Formulation Example 9. Body Shampoo [Ingredients] Parts N-Lauroylmethylalanine Sodium 25.0
Potassium coconut oil fatty acid solution (40%) 26.0
Coconut oil fatty acid diethanolamide 3.0
Methylparaben 0.1
Extract of Preparation Example 1 5.0
1,3-butylene glycol 2.0
Purified water (enough to make the total amount 100 parts)
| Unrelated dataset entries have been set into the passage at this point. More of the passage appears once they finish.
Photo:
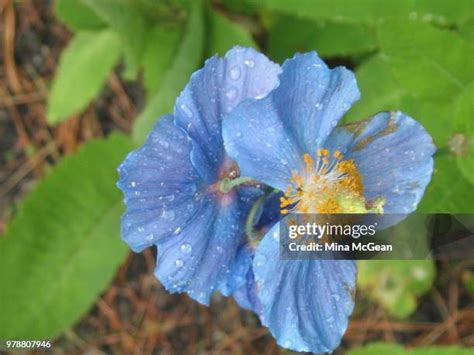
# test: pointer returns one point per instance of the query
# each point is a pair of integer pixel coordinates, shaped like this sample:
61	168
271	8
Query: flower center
328	184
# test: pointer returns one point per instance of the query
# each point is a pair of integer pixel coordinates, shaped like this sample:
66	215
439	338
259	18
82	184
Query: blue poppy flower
290	141
179	189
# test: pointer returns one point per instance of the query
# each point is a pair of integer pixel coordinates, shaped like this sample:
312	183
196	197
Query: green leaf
467	30
371	11
394	349
427	62
128	22
63	247
78	15
292	34
187	59
83	69
468	281
396	284
225	34
162	44
463	118
448	191
380	90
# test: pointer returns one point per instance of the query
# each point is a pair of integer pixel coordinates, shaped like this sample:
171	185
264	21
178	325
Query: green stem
251	218
226	185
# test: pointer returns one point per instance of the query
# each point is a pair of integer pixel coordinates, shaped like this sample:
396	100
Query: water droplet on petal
234	73
179	263
249	62
231	93
187	111
186	248
260	260
164	144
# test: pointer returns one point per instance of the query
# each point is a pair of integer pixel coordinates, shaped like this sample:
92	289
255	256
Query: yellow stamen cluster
324	185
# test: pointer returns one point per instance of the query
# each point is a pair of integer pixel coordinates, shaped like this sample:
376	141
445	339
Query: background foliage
62	248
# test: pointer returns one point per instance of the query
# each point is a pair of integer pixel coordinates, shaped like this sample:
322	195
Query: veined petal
246	295
269	137
394	155
160	185
311	98
214	91
305	303
255	137
205	254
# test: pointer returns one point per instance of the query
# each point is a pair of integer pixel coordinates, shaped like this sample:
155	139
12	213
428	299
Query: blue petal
394	155
257	139
246	296
305	303
312	98
269	137
205	254
214	91
160	186
270	212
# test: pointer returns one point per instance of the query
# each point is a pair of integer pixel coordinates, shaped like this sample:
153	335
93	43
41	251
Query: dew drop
186	248
231	93
249	62
179	263
260	260
164	144
234	73
187	111
287	343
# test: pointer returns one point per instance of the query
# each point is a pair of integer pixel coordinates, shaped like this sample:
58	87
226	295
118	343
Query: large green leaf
187	59
395	284
225	34
78	15
428	62
291	34
448	191
440	11
395	349
467	30
63	246
130	24
83	69
162	43
464	124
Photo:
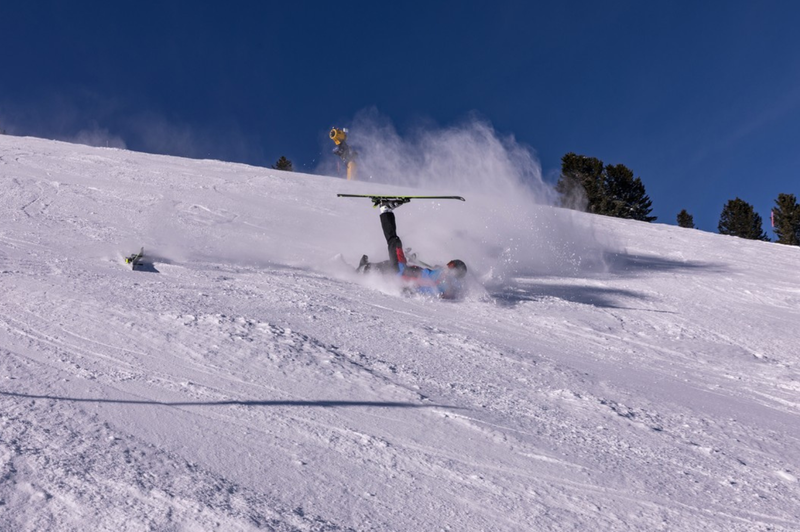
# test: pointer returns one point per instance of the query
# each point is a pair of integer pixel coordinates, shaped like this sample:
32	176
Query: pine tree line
586	183
611	190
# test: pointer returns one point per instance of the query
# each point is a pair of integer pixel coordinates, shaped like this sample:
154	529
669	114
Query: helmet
457	267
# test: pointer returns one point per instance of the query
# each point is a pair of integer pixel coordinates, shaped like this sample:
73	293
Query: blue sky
700	99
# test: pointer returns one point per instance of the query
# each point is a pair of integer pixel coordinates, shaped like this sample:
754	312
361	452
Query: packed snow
600	374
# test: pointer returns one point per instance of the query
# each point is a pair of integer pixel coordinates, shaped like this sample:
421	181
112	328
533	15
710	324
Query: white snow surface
601	374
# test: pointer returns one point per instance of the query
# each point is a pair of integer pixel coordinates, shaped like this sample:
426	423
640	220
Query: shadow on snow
317	403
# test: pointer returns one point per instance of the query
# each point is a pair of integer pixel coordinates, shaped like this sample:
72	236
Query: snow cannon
339	136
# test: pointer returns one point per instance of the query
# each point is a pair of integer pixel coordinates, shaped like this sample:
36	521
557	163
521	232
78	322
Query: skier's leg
392	240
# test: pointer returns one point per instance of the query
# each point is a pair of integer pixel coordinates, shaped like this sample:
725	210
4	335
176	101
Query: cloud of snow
509	226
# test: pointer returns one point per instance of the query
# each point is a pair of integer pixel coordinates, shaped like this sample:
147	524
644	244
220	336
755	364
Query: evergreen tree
610	190
786	217
625	196
738	218
685	219
581	182
283	164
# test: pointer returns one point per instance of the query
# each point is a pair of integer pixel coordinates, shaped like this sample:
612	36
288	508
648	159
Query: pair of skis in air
135	259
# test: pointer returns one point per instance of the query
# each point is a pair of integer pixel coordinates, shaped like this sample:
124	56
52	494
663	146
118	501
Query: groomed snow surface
601	374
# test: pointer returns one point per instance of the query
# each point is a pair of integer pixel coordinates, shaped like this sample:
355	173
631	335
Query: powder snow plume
510	224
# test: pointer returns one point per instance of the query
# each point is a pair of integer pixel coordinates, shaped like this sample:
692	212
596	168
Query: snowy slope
601	375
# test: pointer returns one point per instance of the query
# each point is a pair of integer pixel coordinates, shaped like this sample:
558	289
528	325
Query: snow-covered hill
601	374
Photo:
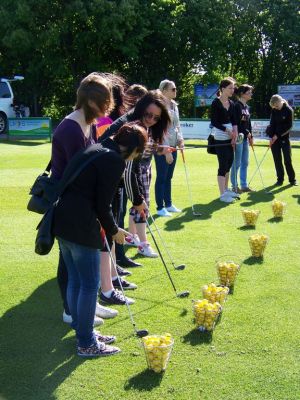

Formulation Example 10. Hair Shampoo [Ingredients] Parts Sodium N-coconut oil fatty acid methyl taurate 10.0
Sodium polyoxyethylene (3) alkyl ether sulfate 20.0
Lauryl dimethylaminoacetate betaine 10.0
Coconut oil fatty acid diethanolamide 4.0
Methylparaben 0.1
Citric acid 0.1
Extract of Preparation Example 1 2.0
1,3-butylene glycol 2.0
Purified water (enough to make the total amount 100 parts)

Example 11. Hair conditioner [Ingredients] Parts Polyoxyethylene (10) hydrogenated castor oil 1.0
Distearyldimethylammonium chloride 1.5
Stearyltrimethylammonium chloride 2.0
Glyceryl 2-ethylhexanoate 1.0
Cetanol 3.2
Stearyl alcohol 1.0
Methylparaben 0.1
Extract of Preparation Example 1 2.0
1,3-butylene glycol 5.0
Purified water (enough to make the total amount 100 parts)

Claims (2)

A skin topical agent containing as its active ingredient an extract of saffron (Crocus sativus) petals (excluding the mixed solvent extract consisting of betaine, lactic acid and water) from the Crocus genus of the Iridaceae family. A skin topical preparation characterized in that the petal extract according to claim 1 contains Kaempferol 3-O-beta-Sophoroside (excluding Kaempferol 3-O-lactyl-Sophoroside).